Incident Report for Templafy

Postmortem

Investigation

On February 9, 2026, at 8:19 AM CET, an issue began affecting the database. The incident was detected shortly after at 8:22 AM CET, when automated monitoring raised an alert indicating that database CPU utilization had reached 100%.

As CPU utilization increased, the database reached its maximum connection limit, which caused dependent services to become slow or unresponsive for users in the affected environment. The engineering team initiated an investigation immediately after detection and analyzed database performance metrics and active workloads.

By 9:05 AM CET, the team identified that the database stopped accepting new connections from services. The investigation revealed that a recently introduced query change was contributing to excessive CPU consumption under certain data conditions.

Mitigation and Resolution

To stabilize the platform and restore service responsiveness, the engineering team implemented an immediate mitigation at 9:15 AM CET by scaling up the database server. This action increased available compute capacity and reset active database connections, allowing blocked operations to complete and preventing further connection exhaustion.

The mitigation reduced CPU pressure and enabled services to gradually recover while further validation was performed.

Shortly after, the database had fully stabilized, connection limits were no longer being reached, and all dependent services were operating normally. Continuous monitoring confirmed that CPU utilization had returned to expected levels and that user-facing functionality was fully restored.

Impact and Scope

The incident affected most users served by West Europe (Production 1). During the incident window, users may have experienced slow responses or temporary unavailability in services relying on the database.

No other production clusters were impacted.

Post-Incident Actions

Following the incident, the engineering team defined several follow-up actions to reduce the risk of similar issues occurring in the future:
• Expanding test datasets to better reflect production-scale data and diverse data distributions when validating performance-sensitive changes
• Increasing internal awareness and knowledge sharing around database query optimization behavior and execution plan variability
• Investigating broader technical solutions and tooling to help detect and mitigate database execution plan selection issues before deployment

These actions are aimed at strengthening our validation processes and improving overall platform resilience.

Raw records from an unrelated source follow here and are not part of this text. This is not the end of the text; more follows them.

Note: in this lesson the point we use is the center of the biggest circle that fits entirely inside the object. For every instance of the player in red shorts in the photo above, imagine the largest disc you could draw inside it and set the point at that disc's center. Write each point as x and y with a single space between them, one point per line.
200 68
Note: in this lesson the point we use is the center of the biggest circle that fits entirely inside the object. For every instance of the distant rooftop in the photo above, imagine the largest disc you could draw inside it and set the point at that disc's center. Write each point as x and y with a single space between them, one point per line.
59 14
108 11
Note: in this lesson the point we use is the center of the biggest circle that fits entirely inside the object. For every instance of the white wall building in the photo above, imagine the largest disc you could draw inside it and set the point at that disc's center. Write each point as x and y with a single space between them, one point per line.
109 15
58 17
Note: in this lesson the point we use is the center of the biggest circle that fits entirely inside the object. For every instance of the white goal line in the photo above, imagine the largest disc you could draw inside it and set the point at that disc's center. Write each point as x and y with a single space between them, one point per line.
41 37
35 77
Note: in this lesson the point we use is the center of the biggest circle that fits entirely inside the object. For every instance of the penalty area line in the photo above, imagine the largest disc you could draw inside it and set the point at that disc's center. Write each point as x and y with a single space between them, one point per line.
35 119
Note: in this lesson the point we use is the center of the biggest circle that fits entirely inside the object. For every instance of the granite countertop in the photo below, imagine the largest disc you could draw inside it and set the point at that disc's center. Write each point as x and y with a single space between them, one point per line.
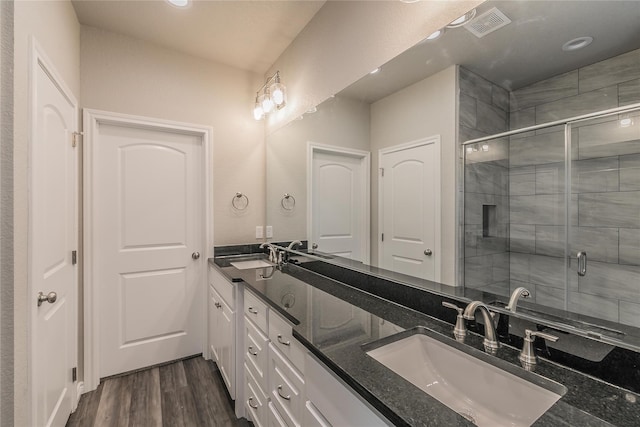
299 294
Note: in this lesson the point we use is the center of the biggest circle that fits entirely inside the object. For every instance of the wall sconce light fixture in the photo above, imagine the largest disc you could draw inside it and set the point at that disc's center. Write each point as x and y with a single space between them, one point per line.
272 94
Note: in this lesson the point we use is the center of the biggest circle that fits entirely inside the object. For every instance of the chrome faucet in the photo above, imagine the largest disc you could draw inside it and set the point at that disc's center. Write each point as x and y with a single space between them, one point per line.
515 295
490 342
294 243
273 253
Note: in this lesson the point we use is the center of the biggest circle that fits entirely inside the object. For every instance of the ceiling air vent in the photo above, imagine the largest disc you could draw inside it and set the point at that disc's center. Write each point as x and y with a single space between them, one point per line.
487 23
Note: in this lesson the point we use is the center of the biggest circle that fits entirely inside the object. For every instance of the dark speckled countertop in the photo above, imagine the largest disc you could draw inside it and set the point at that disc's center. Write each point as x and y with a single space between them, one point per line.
298 294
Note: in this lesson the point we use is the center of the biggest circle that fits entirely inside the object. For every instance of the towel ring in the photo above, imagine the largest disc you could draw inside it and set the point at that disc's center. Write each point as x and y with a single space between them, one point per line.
288 202
240 201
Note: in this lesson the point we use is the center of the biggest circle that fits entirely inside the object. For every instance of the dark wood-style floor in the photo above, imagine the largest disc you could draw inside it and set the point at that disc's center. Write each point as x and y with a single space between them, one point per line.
184 393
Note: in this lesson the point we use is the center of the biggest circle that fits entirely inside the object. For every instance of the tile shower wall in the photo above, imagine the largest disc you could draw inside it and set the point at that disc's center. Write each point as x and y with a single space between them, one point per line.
605 193
484 110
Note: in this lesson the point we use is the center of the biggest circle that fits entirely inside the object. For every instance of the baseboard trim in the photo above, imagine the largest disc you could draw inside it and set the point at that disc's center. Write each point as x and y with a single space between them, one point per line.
79 392
122 374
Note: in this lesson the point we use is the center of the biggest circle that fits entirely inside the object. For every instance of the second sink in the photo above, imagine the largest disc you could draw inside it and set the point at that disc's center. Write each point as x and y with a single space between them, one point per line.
477 389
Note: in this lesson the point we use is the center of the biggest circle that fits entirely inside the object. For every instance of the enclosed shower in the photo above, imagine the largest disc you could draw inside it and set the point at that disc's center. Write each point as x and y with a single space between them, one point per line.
556 208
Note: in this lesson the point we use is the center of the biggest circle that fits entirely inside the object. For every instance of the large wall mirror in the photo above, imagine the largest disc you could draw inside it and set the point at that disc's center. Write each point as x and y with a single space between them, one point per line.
378 177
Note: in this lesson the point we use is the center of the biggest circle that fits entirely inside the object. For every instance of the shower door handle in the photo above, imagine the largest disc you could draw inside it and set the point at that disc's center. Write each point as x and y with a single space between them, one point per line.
582 263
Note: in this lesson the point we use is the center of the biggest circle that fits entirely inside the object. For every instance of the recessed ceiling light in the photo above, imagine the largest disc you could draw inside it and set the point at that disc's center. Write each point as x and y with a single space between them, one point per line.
459 22
179 3
436 34
577 43
626 122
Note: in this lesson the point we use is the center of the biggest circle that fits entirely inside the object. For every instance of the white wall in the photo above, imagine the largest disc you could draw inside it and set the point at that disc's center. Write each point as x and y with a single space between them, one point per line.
6 213
347 39
55 26
131 76
421 110
339 121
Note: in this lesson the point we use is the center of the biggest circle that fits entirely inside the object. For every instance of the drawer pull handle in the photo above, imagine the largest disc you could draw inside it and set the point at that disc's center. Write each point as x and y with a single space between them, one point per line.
249 402
287 397
283 342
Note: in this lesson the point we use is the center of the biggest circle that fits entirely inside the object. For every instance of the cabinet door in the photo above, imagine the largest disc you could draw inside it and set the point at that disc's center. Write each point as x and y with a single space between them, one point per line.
222 338
226 333
214 320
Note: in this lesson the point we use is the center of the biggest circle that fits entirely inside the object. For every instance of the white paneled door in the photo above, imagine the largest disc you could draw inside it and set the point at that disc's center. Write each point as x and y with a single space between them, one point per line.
339 202
53 238
147 207
410 209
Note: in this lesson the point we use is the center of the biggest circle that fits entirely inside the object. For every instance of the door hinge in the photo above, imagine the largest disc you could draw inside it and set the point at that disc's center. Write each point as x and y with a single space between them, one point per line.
74 138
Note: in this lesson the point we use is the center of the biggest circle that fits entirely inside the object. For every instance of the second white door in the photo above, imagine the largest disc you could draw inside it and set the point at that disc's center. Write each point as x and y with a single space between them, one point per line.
147 207
339 210
410 209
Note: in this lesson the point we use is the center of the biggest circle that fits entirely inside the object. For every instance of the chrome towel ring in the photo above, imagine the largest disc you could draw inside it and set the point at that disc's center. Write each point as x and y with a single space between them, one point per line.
240 201
288 202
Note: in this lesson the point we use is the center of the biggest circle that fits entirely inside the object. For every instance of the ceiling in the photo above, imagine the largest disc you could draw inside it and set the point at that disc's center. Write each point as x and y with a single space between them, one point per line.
250 35
523 52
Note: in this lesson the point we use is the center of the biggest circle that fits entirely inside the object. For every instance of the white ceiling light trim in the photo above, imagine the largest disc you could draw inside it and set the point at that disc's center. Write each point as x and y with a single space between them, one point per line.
179 3
577 43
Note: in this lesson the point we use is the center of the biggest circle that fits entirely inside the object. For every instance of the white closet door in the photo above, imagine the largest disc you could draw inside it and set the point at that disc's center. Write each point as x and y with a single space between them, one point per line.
339 208
148 210
410 206
53 237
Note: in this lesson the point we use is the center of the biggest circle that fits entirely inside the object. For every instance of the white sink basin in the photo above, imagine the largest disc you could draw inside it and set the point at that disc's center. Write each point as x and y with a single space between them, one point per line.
254 263
479 391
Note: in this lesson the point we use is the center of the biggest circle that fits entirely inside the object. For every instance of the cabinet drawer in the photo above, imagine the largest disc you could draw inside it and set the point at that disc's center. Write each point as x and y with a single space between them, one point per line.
286 387
281 336
255 400
312 417
256 353
223 286
255 310
275 419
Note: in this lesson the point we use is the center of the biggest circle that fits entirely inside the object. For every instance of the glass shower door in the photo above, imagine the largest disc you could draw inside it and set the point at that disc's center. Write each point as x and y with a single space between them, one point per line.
604 237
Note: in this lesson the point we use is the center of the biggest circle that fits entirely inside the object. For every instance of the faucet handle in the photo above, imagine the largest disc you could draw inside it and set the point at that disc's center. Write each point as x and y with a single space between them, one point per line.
528 356
453 306
460 330
528 334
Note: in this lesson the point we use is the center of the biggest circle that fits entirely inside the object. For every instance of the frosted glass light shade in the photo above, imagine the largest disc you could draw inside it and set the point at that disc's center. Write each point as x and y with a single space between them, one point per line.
278 94
258 113
266 102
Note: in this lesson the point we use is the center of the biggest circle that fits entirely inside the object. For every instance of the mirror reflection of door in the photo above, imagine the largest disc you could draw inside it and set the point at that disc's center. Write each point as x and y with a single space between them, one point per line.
409 206
339 211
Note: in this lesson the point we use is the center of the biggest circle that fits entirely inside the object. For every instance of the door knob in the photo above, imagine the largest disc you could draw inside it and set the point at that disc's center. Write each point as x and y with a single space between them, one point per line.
51 297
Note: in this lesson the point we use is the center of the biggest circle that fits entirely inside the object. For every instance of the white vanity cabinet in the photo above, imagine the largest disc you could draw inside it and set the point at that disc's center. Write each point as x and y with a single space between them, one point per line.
279 382
222 327
332 403
256 359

Posted Feb 10, 2026 - 16:14 CET

Resolved

The incident has been resolved, and further information will be provided in a postmortem shortly.

We apologize for the impact to affected customers.

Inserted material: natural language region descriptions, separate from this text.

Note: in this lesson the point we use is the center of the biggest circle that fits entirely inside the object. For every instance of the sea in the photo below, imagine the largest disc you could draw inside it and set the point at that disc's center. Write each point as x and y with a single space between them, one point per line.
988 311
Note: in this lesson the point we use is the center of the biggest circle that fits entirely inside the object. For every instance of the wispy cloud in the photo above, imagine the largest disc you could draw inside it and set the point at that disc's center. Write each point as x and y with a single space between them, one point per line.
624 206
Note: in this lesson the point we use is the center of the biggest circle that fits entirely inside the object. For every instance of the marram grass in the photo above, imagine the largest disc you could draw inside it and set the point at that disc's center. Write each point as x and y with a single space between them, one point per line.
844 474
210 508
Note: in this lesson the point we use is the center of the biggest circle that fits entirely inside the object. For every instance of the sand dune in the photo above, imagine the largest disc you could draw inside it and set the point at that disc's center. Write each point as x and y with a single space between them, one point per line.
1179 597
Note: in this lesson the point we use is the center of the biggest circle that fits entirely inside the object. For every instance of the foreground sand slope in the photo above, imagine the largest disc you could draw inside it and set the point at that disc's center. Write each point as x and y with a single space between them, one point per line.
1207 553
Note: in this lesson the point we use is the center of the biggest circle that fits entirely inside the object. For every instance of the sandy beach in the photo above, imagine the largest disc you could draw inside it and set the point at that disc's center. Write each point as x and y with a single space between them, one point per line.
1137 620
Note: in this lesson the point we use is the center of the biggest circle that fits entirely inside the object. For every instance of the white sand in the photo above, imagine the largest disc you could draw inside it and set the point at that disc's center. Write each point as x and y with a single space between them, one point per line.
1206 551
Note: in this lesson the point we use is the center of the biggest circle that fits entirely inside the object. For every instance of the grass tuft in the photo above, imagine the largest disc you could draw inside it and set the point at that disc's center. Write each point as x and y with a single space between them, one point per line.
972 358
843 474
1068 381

Posted Feb 09, 2026 - 16:28 CET

Monitoring

The incident has been successfully mitigated, and our team is actively monitoring the situation to ensure ongoing stability and performance. We are observing the systems to prevent any further disruptions.

Posted Feb 09, 2026 - 09:15 CET

Identified

We have identified an issue that affects a subset of customers and are working towards a resolution.
Further updates will be posted here soon.

Posted Feb 09, 2026 - 08:30 CET

This incident affected: Templafy Hive (Authentication, Library & Dynamics, User Management).